Because there are so many actors looking for work in the restaurant business, you are expendable to them. They do not care if you have an audition or get a callback. One time I couldn’t even get a day off for a friend’s wedding. They work you to the ground and afford you zero respect. It becomes very hard to audition well with a day job like that. You want something that provides flexibility and a supportive environment.
Try to think outside the restaurant box. Look into being a brand ambassador or promotional model. (Get a head start at www.mustardlane.com.) Catering companies are a lot more flexible than restaurants, and there are tons of caterers in the City. Some of my friends work as tour guides. Gyms and dance studios offer terrific hourly rates, plus you usually get a free membership or a discount on classes. Whatever you do, be sure you make time for yourself to pursue your goals. And be sure to work alongside people who are supportive of those goals. And then be sure to say thank you.
4. Your Friends Are Not Your Competition.
It certainly feels that way at times.
In her eye-opening book, The Artist's Way, Julia Cameron writes, "Competition is another spiritual drug.... when we are ogling the accomplishments of others, we take our eye away from our own through line." Instead of thinking, "He or she did it; therefore, so can I," our ego insists that he or she is succeeding instead of us. "The footrace mentality," Cameron says, "is always the ego's demand to be not just good, but also first and best."
In order to be happy-- not successful, but happy-- you must check your ego.
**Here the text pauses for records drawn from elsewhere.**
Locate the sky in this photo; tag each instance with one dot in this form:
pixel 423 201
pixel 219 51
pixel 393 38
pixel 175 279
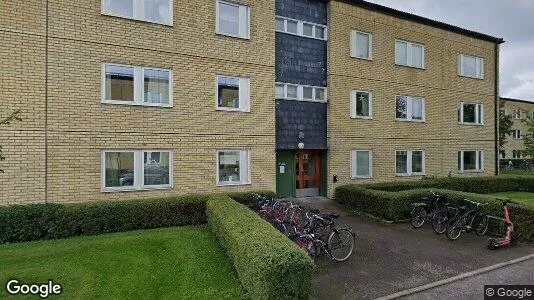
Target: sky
pixel 512 20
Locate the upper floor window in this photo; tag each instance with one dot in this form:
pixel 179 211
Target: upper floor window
pixel 410 108
pixel 361 45
pixel 470 113
pixel 123 84
pixel 233 167
pixel 361 164
pixel 470 161
pixel 300 28
pixel 233 19
pixel 409 54
pixel 470 66
pixel 410 163
pixel 136 169
pixel 300 92
pixel 361 104
pixel 233 93
pixel 155 11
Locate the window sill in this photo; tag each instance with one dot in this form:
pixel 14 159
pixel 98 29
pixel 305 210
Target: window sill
pixel 136 19
pixel 130 103
pixel 133 189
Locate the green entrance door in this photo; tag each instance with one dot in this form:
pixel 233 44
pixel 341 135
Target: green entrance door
pixel 285 173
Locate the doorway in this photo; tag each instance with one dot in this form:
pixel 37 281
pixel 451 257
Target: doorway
pixel 307 173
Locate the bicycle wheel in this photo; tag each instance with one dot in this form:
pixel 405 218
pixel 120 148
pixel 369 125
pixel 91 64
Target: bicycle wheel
pixel 480 223
pixel 439 221
pixel 454 228
pixel 341 244
pixel 418 216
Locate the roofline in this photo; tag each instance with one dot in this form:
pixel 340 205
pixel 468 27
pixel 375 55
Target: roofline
pixel 408 16
pixel 516 100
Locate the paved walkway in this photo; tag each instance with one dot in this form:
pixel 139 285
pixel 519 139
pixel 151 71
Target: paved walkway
pixel 392 258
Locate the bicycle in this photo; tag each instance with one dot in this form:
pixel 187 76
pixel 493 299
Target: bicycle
pixel 467 220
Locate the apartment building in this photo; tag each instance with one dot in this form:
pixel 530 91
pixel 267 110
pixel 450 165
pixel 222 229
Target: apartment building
pixel 520 110
pixel 142 99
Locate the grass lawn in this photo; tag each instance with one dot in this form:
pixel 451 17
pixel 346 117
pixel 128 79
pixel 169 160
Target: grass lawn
pixel 525 198
pixel 171 263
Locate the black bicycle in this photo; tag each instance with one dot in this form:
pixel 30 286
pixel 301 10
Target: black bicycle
pixel 468 219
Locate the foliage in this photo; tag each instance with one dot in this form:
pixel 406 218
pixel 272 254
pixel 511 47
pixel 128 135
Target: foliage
pixel 15 116
pixel 268 264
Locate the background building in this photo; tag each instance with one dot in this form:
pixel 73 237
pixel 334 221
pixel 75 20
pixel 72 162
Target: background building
pixel 143 99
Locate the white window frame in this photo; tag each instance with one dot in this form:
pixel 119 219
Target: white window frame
pixel 409 109
pixel 139 86
pixel 300 92
pixel 138 12
pixel 479 113
pixel 244 25
pixel 409 57
pixel 139 171
pixel 353 103
pixel 409 160
pixel 354 164
pixel 244 94
pixel 479 73
pixel 479 165
pixel 300 28
pixel 353 45
pixel 244 156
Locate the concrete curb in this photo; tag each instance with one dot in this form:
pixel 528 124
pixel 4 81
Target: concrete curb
pixel 455 278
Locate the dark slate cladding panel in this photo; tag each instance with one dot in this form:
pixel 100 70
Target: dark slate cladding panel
pixel 304 10
pixel 300 60
pixel 295 116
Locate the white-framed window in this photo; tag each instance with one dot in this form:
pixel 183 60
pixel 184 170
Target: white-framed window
pixel 233 167
pixel 517 134
pixel 409 163
pixel 517 113
pixel 470 113
pixel 361 164
pixel 134 85
pixel 154 11
pixel 410 108
pixel 233 93
pixel 516 153
pixel 409 54
pixel 361 104
pixel 361 45
pixel 300 92
pixel 233 19
pixel 125 170
pixel 470 66
pixel 301 28
pixel 470 161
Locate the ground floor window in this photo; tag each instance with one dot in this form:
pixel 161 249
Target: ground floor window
pixel 361 164
pixel 136 169
pixel 410 163
pixel 471 161
pixel 233 167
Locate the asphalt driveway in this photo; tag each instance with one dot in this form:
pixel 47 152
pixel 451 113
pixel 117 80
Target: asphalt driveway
pixel 389 258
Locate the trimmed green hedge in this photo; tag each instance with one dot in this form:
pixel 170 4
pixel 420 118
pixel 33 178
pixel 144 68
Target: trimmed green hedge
pixel 268 264
pixel 397 205
pixel 478 185
pixel 21 223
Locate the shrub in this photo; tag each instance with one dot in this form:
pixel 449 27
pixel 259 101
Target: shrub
pixel 268 264
pixel 21 223
pixel 397 205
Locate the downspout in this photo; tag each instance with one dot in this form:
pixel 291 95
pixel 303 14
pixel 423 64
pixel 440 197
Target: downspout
pixel 46 101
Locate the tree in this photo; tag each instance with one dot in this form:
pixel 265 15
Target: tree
pixel 505 125
pixel 15 116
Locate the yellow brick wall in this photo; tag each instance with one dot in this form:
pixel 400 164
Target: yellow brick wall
pixel 512 143
pixel 440 136
pixel 80 127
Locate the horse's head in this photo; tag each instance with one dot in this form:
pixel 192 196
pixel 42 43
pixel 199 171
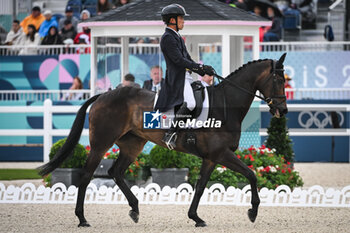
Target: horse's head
pixel 272 87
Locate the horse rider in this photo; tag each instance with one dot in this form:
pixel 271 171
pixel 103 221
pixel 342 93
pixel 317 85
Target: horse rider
pixel 176 92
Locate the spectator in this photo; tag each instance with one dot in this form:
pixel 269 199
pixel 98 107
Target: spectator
pixel 154 84
pixel 207 80
pixel 68 31
pixel 53 37
pixel 103 6
pixel 289 93
pixel 84 15
pixel 241 4
pixel 69 16
pixel 36 18
pixel 129 81
pixel 30 40
pixel 85 35
pixel 15 34
pixel 76 85
pixel 83 40
pixel 47 24
pixel 275 32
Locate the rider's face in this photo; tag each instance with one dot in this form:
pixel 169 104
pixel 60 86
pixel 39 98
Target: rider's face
pixel 180 22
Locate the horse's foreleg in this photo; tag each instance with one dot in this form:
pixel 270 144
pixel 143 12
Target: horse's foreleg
pixel 206 170
pixel 130 147
pixel 117 172
pixel 91 164
pixel 230 160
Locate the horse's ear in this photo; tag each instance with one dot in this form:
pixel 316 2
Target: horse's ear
pixel 281 60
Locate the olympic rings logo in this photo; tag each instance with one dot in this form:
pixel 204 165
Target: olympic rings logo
pixel 317 119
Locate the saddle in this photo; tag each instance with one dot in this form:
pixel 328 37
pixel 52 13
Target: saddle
pixel 199 95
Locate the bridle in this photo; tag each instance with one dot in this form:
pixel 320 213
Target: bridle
pixel 271 100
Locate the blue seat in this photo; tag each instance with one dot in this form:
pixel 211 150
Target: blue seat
pixel 76 6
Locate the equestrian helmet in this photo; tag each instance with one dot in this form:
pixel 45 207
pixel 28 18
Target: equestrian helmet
pixel 172 11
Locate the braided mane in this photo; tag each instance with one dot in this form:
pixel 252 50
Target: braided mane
pixel 244 66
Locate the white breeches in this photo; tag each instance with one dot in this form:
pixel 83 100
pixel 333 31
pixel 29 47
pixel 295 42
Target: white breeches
pixel 188 92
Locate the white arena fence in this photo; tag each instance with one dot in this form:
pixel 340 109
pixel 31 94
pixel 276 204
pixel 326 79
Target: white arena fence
pixel 48 132
pixel 314 196
pixel 58 95
pixel 145 48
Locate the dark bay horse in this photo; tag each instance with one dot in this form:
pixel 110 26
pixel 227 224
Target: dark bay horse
pixel 116 118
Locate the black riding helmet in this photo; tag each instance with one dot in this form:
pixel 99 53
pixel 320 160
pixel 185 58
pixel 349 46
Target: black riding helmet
pixel 172 11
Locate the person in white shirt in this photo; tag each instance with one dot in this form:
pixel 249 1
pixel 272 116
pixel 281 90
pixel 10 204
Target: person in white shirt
pixel 15 34
pixel 30 41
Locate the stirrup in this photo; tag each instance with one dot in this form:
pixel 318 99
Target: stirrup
pixel 169 143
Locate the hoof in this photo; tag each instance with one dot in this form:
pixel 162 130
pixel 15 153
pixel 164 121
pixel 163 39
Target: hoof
pixel 134 216
pixel 84 224
pixel 201 224
pixel 252 215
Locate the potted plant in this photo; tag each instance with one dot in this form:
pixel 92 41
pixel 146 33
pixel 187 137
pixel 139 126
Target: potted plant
pixel 70 170
pixel 271 170
pixel 169 167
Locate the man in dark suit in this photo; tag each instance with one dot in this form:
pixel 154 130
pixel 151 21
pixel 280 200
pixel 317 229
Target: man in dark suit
pixel 177 60
pixel 156 81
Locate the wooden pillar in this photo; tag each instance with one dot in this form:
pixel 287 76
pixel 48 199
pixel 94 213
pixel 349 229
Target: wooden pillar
pixel 93 66
pixel 124 66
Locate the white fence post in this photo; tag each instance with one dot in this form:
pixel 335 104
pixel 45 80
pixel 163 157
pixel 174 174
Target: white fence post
pixel 47 129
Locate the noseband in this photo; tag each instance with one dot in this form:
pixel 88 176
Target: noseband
pixel 270 101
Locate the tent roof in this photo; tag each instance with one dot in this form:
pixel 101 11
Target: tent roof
pixel 150 10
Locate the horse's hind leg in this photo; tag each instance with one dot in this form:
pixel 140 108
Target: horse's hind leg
pixel 230 160
pixel 92 162
pixel 206 170
pixel 130 147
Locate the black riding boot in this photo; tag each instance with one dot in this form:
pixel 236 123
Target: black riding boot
pixel 171 135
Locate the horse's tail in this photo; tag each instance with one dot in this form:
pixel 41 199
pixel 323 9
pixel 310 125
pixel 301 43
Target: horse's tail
pixel 71 142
When your friend books something great, you must train yourself to think, "That person succeeded, and so will I." That way your friend's success becomes your success, too. You will find yourself happier, healthier and with a cadre of wonderful, successful, supportive friends.
5. Auditioning Is A Job
And as such, you will need to carve out at least 20 hours a week to work on it.
"Twenty hours?" you say. "At this point my agent's only sending me on one audition a week!"
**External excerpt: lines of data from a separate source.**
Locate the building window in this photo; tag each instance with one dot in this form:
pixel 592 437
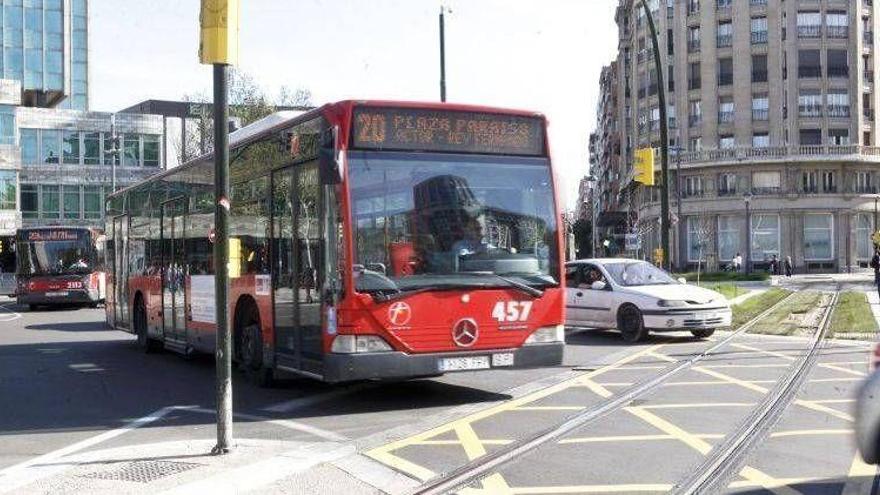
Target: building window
pixel 810 103
pixel 811 137
pixel 760 140
pixel 693 39
pixel 8 190
pixel 131 149
pixel 760 107
pixel 838 137
pixel 838 24
pixel 864 183
pixel 50 140
pixel 699 237
pixel 29 142
pixel 71 147
pixel 729 234
pixel 838 103
pixel 693 186
pixel 809 64
pixel 92 148
pixel 810 182
pixel 725 110
pixel 765 236
pixel 694 78
pixel 829 183
pixel 759 68
pixel 50 207
pixel 766 182
pixel 727 184
pixel 818 237
pixel 725 34
pixel 864 229
pixel 838 63
pixel 30 201
pixel 759 30
pixel 725 71
pixel 71 202
pixel 809 24
pixel 91 202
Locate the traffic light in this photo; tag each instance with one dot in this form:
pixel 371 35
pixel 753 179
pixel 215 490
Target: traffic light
pixel 643 166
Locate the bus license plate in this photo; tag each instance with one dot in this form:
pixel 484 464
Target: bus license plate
pixel 464 363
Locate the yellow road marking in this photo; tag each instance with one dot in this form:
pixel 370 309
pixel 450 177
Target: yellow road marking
pixel 637 438
pixel 470 441
pixel 384 454
pixel 860 478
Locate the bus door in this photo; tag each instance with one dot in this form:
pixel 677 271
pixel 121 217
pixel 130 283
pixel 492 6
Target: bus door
pixel 297 258
pixel 174 270
pixel 120 270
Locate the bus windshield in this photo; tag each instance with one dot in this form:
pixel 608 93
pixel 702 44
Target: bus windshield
pixel 56 257
pixel 439 220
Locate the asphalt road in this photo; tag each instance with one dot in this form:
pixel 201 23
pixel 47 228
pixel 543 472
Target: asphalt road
pixel 66 380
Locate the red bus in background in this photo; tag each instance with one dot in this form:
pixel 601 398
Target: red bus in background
pixel 59 265
pixel 368 240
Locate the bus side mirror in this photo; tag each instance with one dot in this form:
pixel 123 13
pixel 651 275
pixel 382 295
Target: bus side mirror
pixel 328 163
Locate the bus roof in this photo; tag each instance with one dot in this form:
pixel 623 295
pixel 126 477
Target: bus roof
pixel 282 119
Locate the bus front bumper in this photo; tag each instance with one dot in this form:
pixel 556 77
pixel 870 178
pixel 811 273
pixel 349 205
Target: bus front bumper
pixel 397 365
pixel 67 296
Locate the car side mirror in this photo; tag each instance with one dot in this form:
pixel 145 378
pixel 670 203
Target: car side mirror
pixel 329 168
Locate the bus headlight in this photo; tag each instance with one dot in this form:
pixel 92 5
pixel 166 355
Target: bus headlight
pixel 545 335
pixel 351 344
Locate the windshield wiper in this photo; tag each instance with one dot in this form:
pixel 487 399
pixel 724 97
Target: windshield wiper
pixel 528 289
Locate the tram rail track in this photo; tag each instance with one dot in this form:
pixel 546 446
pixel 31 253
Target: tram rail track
pixel 726 459
pixel 477 468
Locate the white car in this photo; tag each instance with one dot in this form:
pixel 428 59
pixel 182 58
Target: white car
pixel 636 297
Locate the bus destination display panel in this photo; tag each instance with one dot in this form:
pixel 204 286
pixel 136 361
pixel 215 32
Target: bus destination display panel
pixel 406 129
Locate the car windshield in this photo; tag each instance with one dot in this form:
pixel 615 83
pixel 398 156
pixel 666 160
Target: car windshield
pixel 630 274
pixel 425 220
pixel 56 257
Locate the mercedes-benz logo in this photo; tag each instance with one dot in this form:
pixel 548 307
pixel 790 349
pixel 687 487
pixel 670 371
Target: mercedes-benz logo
pixel 465 332
pixel 399 313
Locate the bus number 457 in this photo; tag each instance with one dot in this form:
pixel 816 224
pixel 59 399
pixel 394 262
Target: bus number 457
pixel 511 311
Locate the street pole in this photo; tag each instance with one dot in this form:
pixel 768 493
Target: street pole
pixel 218 46
pixel 442 58
pixel 664 140
pixel 221 261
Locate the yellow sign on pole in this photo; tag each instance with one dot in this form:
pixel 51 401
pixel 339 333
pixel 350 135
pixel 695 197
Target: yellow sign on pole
pixel 218 43
pixel 643 166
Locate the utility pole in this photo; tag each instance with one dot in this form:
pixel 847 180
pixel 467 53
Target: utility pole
pixel 219 47
pixel 664 141
pixel 442 56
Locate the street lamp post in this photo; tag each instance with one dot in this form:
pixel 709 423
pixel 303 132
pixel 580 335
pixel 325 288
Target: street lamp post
pixel 747 198
pixel 664 139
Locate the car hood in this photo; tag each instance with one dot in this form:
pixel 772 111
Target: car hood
pixel 678 292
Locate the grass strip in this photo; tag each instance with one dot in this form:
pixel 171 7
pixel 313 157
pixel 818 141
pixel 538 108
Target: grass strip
pixel 853 317
pixel 756 305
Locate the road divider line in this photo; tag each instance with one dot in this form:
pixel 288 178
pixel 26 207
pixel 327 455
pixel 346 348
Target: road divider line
pixel 41 466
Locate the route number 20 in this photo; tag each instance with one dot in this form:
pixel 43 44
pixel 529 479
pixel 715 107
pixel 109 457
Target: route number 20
pixel 511 311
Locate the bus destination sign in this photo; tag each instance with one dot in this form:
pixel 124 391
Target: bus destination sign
pixel 406 129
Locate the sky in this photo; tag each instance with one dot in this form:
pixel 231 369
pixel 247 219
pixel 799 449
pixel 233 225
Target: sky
pixel 541 55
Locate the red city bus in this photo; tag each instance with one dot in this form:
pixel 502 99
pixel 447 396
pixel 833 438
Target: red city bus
pixel 59 265
pixel 368 240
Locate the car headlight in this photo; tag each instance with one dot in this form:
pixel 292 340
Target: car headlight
pixel 352 344
pixel 546 335
pixel 670 303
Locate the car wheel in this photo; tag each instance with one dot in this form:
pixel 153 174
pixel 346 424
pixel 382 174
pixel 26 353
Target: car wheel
pixel 631 324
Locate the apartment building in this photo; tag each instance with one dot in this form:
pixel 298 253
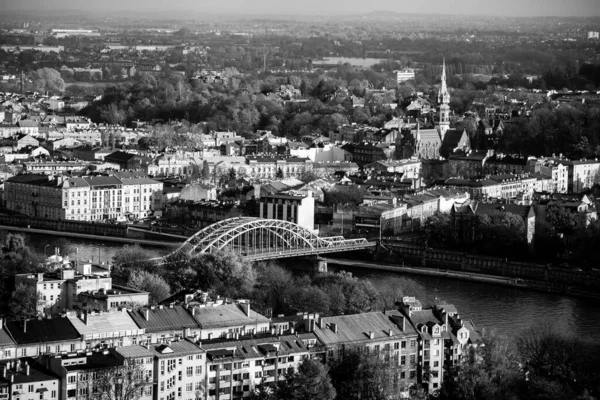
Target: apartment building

Here are some things you will need to do to supplement that one hour you set aside for the audition:
Learn the material.
Coach the material.
Take a dance class. Attend other auditions: EPAs, ECCs.
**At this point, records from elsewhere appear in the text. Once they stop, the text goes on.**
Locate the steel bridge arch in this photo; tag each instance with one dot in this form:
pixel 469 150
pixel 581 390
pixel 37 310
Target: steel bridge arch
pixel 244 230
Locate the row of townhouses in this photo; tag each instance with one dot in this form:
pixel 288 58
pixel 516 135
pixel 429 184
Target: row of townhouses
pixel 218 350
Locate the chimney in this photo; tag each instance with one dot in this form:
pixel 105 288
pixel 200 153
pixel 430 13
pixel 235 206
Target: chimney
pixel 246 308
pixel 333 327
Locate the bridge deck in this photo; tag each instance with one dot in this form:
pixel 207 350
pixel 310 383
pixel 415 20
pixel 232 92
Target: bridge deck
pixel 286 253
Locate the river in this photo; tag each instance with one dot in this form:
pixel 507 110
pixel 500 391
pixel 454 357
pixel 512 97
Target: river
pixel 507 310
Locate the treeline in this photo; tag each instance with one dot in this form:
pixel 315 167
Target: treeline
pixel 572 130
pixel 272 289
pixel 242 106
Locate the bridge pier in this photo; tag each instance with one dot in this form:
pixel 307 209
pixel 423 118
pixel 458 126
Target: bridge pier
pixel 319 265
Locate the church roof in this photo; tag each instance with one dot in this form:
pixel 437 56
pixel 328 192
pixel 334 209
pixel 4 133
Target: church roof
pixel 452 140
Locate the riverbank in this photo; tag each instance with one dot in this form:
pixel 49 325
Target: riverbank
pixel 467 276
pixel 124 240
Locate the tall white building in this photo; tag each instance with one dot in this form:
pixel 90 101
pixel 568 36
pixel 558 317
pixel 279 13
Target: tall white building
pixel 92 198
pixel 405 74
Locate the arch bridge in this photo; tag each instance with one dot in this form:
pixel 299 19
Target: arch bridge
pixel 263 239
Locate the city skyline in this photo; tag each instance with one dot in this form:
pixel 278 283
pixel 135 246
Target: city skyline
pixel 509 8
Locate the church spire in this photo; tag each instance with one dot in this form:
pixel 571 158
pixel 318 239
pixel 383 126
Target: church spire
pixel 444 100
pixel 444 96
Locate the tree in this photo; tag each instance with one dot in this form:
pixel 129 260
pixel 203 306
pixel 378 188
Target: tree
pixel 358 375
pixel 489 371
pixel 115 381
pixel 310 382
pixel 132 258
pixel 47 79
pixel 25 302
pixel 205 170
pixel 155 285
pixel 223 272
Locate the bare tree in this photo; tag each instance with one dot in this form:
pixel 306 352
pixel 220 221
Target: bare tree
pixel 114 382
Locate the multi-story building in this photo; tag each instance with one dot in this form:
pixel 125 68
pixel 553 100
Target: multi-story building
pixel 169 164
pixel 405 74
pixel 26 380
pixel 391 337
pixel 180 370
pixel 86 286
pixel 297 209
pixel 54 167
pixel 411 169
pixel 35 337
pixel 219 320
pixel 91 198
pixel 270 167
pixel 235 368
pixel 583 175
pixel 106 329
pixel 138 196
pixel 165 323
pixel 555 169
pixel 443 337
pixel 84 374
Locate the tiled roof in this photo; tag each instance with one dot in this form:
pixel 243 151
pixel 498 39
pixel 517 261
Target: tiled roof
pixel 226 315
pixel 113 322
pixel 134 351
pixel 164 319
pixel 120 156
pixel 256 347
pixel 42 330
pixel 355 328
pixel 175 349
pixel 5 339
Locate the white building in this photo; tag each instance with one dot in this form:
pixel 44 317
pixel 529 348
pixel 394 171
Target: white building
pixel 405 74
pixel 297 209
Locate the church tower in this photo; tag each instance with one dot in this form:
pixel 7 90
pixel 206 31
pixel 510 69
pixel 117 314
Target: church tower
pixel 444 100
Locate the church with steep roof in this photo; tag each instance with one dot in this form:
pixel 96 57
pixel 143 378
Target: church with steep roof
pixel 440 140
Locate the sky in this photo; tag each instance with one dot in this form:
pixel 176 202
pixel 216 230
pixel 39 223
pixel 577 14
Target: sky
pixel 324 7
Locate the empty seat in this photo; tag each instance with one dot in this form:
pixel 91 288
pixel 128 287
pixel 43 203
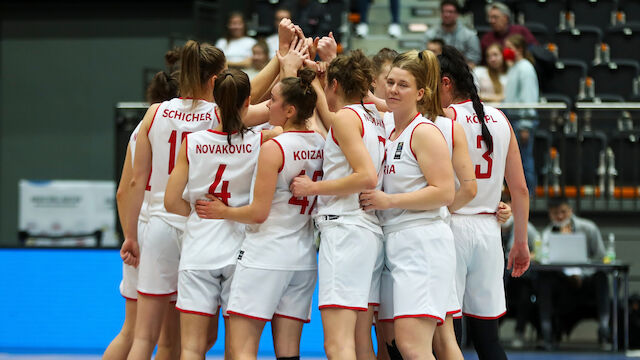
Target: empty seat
pixel 540 31
pixel 548 12
pixel 624 41
pixel 592 144
pixel 566 78
pixel 600 13
pixel 579 42
pixel 631 9
pixel 617 77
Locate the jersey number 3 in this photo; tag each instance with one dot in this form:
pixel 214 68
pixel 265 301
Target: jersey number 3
pixel 303 201
pixel 486 156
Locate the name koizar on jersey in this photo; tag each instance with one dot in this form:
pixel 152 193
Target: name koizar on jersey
pixel 308 154
pixel 224 149
pixel 188 117
pixel 474 119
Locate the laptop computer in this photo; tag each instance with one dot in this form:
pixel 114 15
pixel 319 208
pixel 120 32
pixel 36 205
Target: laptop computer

Take acting classes or seminars with casting directors. Check out One on One or Actors Connection.
Take an improv class.
Yes, schedule sleep. You cannot work at a bar until 4 in the morning and expect to be audition-ready the next day. Working those hours will take its toll on your voice, your body, and most importantly, your motivation.
If you do not carve out time in your life to be an artist... well, then you will not be an artist. And if you don't make time to coach your sides and learn your music and stay in shape, the person behind you will.